I giustizieri del West 


Nel 1973 per la prima volta il grande Kirk si mette dietro la macchina da presa per girare Un magnifico ceffo da galera, una rivisitazione della celebre L'isola del tesoro. Un vero e proprio flop, nonostante la sua recitazione, un flop meritato tra l'altro, ma in fondo non tutte le ciambelle riescono con il buco.
La sua seconda (e ultima) prova da regista/attore è sicuramente più che buona. Infatti I giustizieri del West (1974) è un western ben fatto e ben recitato oltre che essere molto originale.

Finalmente però grazie al figlio Michael a cui il padre aveva ceduto i diritti si riesce a girare Qualcuno volò sul nido del cuculo con la regia di Milos Forman, ma il figlio ritiene il genitore troppo anziano per recitare quella parte che diede invece a Jack Nicholson vincitore di un meritato Oscar. Una grossa delusione professionale per Douglas e come ama ripetere anche se con quel film fece più soldi che con qualunque altro avesse mai recitato avrebbe restituito tutto fino all'ultimo centesimo pur di recitare la parte di McMurphy.





Nella fine della sua carriera artistica bisogna ancora citare altri due film: il divertente Due tipi incorreggibili (1986) che lo vede recitare per l'ultima volta con il suo amico di sempre Burt Lancaster e Vizio di famiglia (2003) dove recita insieme al figlio Michael, al nipote Cameron e alla sua ex moglie (madre di Michael) Diana Dill. Un film questo dove si raccontano i rapporti tesi fra un avvocato (Michael) e il suo vecchio padre colpito da un infarto (lo stesso Douglas ha avuto un infarto nell'agosto del 1986) e le incomprensioni con un figlio ventenne (Cameron) che invece di studiare vende marijuana, tra l'altro per quanto riguarda Cameron una pellicola purtroppo profetica vista la sua condanna per traffico di stupefacenti.

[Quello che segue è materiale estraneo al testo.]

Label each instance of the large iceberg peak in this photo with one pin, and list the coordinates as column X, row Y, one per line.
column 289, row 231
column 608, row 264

Douglas si è anche cimentato come scrittore con libri di discreto successo. Estremamente interessanti sono le sue due biografie: Il figlio del venditore di stracci (1988) e Io sono Spartaco (2012) quest'ultimo scritto alla veneranda età di 96 anni e due discreti romanzi: Danza con il diavolo (1990) e Un destino nella polvere (1992).

Kirk Douglas è entrato con pieno diritto tra i grandi della storia del cinema mondiale. Una eccezionale e straordinaria carriera per il figlio di uno stracciavendolo ubriaco e violento da cui non ha mai ricevuto una pacca sulle spalle.